Skowroński Pozdrawia
http://www.kfa.org.pl/articles.php?id=33 | do góry |  |  |  |
|  |
2010-06-23 09:32:44 | | klonczerwony
 zapaleniec Krewetkowiec i kolega upierdliwca
Ilość postów: 1065 Skąd: Piaseczno Dołaczył: 2005-03-20 | Ja u siebie również posiadam taki reduktor i to nawet jest to już drugi egzemplarz, Uważam że jest to dobry sprzęt za rozsądne pieniądze jednak do czasu jak zacznie się z nim coś dziać. U Ciebie akurat słabym punktem okazała się obudowa ranometru. W nocy, kiedy elektrozawór zablokował dopływ dwutlenku węgla na wyjściu reduktora w ranometrze zrobiło się duże ciśnienie i musiał puścić gwint i obudowa wystrzeliła. Proponuję Ci kupić w sklepie hydraulicznym zaślepkę chyba półcalową, najlepiej jakąś z tworzywa sztucznego, trochę taśmy teflonowej i zaślepić miejsce gdzie była przykręcona obudowa. W czasie normalnej pracy reduktora stosowanego w akwarium ciśnienie jest tak małe, że niema żadnych wskazań na ranometrze i nie jest on do niczego potrzebny. -- Pozdrawiam Klonczerwony gg: 2570110
http://www.kfa.org.pl/articles.php?id=101
| do góry |  |  |  |  |
2010-06-23 09:37:00 | | Lunatic
 zapaleniec
Ilość postów: 1663 Skąd: Kielce Dołaczył: 2008-08-31 | Nawet nie trzeba kupować zaślepki do rotametru, ja bym po prostu go odkręcił i w to miejsce dał końcówkę z wyprowadzeniem na wężyk. -- ----------------------------------- | do góry |  |  |  |  |
2010-06-23 11:47:39 | | Skowron
 zapaleniec
Ilość postów: 2251 Skąd: Kielce Dołaczył: 2005-09-05 | Lunatic napisał: | Nawet nie trzeba kupować zaślepki do rotametru, ja bym po prostu go odkręcił i w to miejsce dał końcówkę z wyprowadzeniem na wężyk.
|
I tak też właśnie zrobię -- "halo Włodku, halo Mietku, czy mnie słyszysz?"
Skowroński Pozdrawia
http://www.kfa.org.pl/articles.php?id=33 | do góry |  |  |  |  |
2010-07-03 21:02:22 | | Skowron
 zapaleniec
Ilość postów: 2251 Skąd: Kielce Dołaczył: 2005-09-05 | Pozwole sobie na kontynuację tematu, ponieważ problemu nie rozwiązałem i musiałem kupić nowy reduktor.
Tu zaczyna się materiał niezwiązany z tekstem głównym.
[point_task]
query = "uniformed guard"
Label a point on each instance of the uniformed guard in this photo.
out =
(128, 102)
Pomysł z zaślepką i całkowitym usunięciem rotametru nie sprawdził się, okazuje się, że średnice w reduktorze są niestandardowe i nie udało się dobrać zaślepki ani odpowiedniej redukcji do bezpośredniego podłączenia instalacji CO2, omijając rotametr i zawór do regulacji. Być może producent zrobił tak celowo ze względów bezpieczeństwa, aby nie można było modyfikować i naprawiać reduktora częściami nieoryginalnymi. Tutaj niestety przyznaję racje Klonowi, reduktor był dobry dopóki się nie zepsuł
Teraz przetestuje inny sprzęt -- "halo Włodku, halo Mietku, czy mnie słyszysz?"